А он зубами чуть скрежетал от холода, шмыгал носом.
– А она нас там ждет? – спросил я.
– Ждет не ждет. А ты спрашивал?
– Нет. Мне страшно, если ждет. Как бы ждет, что умрем.
– Она с любовью ждет.
Ой, сколько в мире грязи, и какие в то же время есть ясные, холодные выси. Задолбался я тогда от всего изрядно, устал, замучился ждать, то да се, все не мог про смерть остановиться.
– Па, а ты боишься смерти?
Он покрепче прижал меня к себе, и был в этом на самом деле какой-то страх.
– А чего бояться? Ты тогда съешь меня.
– А ты меня, если понадобится, выпей. Как в «Алисе в стране чудес».
Он хрипло засмеялся. Мы еще о чем-то болтали, я потихоньку засыпал, такое марево было, вьюга шумит, завывает, морем, зверем, такая большая, весь свет в ней, кажется. Так и жизнь проведем.

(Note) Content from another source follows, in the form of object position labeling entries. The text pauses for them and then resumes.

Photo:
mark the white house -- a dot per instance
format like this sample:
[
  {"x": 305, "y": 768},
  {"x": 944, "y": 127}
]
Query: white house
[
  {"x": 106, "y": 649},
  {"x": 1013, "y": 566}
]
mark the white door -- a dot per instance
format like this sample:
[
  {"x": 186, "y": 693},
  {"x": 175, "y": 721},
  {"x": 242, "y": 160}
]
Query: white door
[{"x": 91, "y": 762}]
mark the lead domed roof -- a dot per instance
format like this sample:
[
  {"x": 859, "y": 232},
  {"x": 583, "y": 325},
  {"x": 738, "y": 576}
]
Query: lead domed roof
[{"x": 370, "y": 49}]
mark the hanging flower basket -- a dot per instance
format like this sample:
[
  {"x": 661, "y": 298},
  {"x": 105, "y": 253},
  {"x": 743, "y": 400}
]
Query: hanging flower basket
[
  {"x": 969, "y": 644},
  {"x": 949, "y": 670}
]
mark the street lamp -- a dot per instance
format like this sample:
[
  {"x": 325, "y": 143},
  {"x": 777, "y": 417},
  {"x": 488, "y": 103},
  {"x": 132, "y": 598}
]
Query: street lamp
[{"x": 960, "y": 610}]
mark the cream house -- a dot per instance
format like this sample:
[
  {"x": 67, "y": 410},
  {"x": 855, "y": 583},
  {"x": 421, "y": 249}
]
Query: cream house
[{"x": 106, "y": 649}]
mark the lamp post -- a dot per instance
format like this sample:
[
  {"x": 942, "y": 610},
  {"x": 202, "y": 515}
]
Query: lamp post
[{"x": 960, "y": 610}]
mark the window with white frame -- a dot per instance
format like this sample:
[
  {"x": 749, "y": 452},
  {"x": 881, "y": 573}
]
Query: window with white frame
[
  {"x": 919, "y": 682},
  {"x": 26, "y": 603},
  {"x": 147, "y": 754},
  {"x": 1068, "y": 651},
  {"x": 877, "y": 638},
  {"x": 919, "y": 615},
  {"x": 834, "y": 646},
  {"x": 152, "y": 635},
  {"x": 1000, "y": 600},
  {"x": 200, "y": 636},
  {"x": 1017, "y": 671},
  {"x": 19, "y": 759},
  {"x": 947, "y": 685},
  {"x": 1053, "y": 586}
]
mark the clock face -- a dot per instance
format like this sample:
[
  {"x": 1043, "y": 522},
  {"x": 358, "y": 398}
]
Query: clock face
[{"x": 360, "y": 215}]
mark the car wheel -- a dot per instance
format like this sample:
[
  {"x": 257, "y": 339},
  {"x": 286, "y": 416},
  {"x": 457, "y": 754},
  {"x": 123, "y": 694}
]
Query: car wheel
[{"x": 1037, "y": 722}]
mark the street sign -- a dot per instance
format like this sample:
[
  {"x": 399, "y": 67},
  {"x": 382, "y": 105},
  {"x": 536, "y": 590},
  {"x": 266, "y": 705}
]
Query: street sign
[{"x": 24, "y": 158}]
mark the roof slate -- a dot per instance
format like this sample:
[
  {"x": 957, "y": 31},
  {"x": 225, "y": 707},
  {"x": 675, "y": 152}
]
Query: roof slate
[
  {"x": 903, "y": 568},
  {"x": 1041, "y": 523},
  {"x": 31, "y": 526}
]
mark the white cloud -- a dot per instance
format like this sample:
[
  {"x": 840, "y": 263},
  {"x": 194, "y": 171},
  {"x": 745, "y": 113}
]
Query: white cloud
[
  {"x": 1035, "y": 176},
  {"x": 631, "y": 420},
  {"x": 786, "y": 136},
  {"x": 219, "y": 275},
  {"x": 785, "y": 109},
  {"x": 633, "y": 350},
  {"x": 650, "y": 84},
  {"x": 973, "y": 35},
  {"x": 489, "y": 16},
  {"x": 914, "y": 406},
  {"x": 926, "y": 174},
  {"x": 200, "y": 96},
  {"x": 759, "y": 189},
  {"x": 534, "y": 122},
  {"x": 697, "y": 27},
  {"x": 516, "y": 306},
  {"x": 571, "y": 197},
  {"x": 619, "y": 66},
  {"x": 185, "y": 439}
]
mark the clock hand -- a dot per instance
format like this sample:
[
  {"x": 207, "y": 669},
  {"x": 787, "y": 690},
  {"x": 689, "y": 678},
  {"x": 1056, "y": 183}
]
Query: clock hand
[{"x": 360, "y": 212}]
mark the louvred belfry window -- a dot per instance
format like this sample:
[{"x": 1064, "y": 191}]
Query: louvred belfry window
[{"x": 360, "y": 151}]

Он меня так по голове гладил, и было мне безопасно, ничего страшного, я знал, не случится, а что случится – все пройдет.
Папашка говорил что-то, а я в тепле тонул, в жа́ре.
– И любил я ее без меры, и когда не нужно было любил, – рассказывал он.
А я слушал.
– Однажды любил, когда и нельзя уже было, говорят вредно, но мне так нужно было. Ты уже был, шевелился, я чувствовал. Я ей, значит, того, руку на живот положил, а там – живое, мое что-то. Я еще тогда не знал, кем ты родишься, как тебя звать будут, я ее пузо вообще-то не трогал, противно было, а в тот момент по-другому все стало. Она меня обнимала одной рукой, ласково так, а другой живот гладила, все время.
Эта история была противоположная всем историям про смерть.